Note: The "compatibility with old GPU Pods started by Volcano 1.7" and "hami-vgpu preemption functionality (inter-queue and intra-queue preemption)" mentioned above are internally developed implementations not yet supported in the current community code. Contributing open source code requires company approval, and submission to the community is planned for the future. The solution is currently in the testing and verification stage internally.
Verification
1. Handshake Annotation No Longer Changes
After replacing the images, the handshake annotation on nodes retains the value patched by the previous dp and no longer changes:
volcano.sh/node-vgpu-handshake: Reported 2026-05-25 07:58:20.213111834 +0000 UTC
2. Simulating hami-dp Pod Hang

Result: After the dp Pod hung, starting a GPU Pod failed to schedule, as expected. After dp restarted, the scheduler detected the resource change and scheduling succeeded, as expected.

3. Inter-Queue Full-GPU Preemption Test
Test steps: Start 4 low-priority tasks occupying 4 GPUs, sequentially start high-priority tasks to preempt GPUs, then delete high-priority tasks to reclaim GPUs.
Result: All GPU UUIDs were unique. Preemption and reclaim behavior fully met expectations.
4. Inter-Queue vGPU Preemption Test
Scenario 1: vGPU preempts vGPU
- Start 4-replica low-priority task (4 GPUs per replica, 25% each), start high-priority task (4 GPUs, 60% each)

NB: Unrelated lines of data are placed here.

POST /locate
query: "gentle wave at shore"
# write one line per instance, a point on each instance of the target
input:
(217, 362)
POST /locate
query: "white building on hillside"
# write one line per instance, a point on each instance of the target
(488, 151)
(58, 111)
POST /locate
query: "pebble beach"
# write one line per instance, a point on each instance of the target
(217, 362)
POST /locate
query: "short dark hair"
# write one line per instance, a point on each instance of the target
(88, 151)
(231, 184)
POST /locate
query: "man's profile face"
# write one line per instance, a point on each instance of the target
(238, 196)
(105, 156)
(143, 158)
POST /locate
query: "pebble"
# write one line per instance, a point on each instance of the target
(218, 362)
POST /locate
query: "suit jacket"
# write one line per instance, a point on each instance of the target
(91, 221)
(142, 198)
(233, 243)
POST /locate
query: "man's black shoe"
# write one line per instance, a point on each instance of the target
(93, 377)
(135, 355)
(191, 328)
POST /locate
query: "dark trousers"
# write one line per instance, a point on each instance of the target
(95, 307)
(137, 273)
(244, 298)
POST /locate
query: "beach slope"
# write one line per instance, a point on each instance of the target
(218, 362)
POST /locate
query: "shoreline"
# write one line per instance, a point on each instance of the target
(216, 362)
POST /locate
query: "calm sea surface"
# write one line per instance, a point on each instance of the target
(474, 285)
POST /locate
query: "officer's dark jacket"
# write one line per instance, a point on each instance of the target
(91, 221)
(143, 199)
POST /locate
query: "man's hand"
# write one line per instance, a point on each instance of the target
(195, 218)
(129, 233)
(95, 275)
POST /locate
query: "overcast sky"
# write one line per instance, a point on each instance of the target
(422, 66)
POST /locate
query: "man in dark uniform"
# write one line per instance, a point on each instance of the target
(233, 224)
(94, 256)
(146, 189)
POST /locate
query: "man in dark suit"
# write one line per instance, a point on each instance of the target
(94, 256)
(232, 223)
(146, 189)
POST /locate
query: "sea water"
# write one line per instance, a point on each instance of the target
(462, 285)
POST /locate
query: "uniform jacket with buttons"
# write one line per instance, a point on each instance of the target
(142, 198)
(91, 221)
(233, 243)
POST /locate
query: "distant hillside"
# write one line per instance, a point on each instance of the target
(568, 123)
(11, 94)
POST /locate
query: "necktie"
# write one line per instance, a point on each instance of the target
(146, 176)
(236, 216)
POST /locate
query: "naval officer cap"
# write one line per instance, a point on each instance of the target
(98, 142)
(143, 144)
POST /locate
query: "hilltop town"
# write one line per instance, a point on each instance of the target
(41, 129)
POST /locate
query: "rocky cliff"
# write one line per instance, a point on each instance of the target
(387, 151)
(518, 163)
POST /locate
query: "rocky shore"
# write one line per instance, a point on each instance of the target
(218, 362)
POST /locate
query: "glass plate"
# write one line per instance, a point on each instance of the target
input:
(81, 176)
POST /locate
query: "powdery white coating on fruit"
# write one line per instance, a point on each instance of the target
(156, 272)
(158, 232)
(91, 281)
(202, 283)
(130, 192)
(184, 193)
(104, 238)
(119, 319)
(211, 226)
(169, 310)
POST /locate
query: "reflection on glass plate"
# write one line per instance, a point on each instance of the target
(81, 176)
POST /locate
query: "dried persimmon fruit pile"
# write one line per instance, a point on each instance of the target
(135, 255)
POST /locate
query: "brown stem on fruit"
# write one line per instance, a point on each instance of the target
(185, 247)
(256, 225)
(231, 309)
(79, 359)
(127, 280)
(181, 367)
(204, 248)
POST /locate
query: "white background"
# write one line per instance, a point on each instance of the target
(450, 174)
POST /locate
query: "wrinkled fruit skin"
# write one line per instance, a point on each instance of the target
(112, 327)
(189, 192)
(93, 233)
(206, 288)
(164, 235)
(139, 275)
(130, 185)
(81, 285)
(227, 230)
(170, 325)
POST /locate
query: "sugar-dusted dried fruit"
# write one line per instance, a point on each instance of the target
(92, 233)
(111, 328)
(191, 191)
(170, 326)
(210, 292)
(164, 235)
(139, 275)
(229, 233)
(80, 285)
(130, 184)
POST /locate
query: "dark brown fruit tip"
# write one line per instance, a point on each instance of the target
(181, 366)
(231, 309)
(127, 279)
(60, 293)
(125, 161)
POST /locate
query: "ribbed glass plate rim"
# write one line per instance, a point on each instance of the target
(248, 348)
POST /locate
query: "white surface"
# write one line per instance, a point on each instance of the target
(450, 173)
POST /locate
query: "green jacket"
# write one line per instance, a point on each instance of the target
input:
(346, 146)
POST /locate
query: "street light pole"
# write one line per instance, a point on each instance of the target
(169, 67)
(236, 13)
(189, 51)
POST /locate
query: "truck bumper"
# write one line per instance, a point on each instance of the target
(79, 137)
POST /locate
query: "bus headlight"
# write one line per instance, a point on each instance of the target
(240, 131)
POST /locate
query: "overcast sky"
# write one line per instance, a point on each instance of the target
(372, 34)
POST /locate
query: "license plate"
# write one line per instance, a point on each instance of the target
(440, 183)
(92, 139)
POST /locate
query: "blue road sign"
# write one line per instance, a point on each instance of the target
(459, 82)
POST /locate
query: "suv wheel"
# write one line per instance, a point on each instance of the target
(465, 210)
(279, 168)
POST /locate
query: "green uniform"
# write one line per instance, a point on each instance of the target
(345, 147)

- High-priority task evicts 3 low-priority tasks; after deleting high-priority task, low-priority tasks resume
Scenario 2: pGPU preempts vGPU
- Start high-priority task requesting 4 full GPUs, all low-priority tasks evicted
- After deleting high-priority task, low-priority tasks resume
Scenario 3: vGPU preempts pGPU
- Start low-priority task (4 replicas, 1 full GPU each), start high-priority task (4 GPUs, 60% each)
- All low-priority tasks evicted; after deleting high-priority task, they resume
Result: All scenarios met expectations with no duplicate GPU UUIDs.
5. Intra-Queue vGPU Preemption Test
Test steps: Start low-priority task (non-gang scheduling), start high-priority task to preempt, reclaim after deleting high-priority task.
Result: Preemption and reclaim behavior met expectations.
6. Old volcano-dp Compatibility Test
Test steps:
- Use old dp to start Pods occupying 2 GPUs
- Switch to hami-dp, update scheduler configuration to use hami-dp resources
- Start 2 more Pods, verify no GPU conflicts
- Delete old Pods, restart using hami vGPU
Result: GPU UUIDs of both new and old Pods were unique, confirming good compatibility.
Conclusion
The root cause of this issue was the handshake mechanism between hami-dp and volcano-scheduler in a large-scale cluster generating excessive patch node annotation operations, causing API Server throttling that blocked vGPU resource view generation. By removing the handshake mechanism, optimizing annotation update strategies, and improving resource view validation logic, the scheduling delay issue was completely resolved. After multiple rounds of verification — including dp hang detection, full-GPU preemption, vGPU preemption, intra-queue preemption, and old dp compatibility — all functionality met expectations.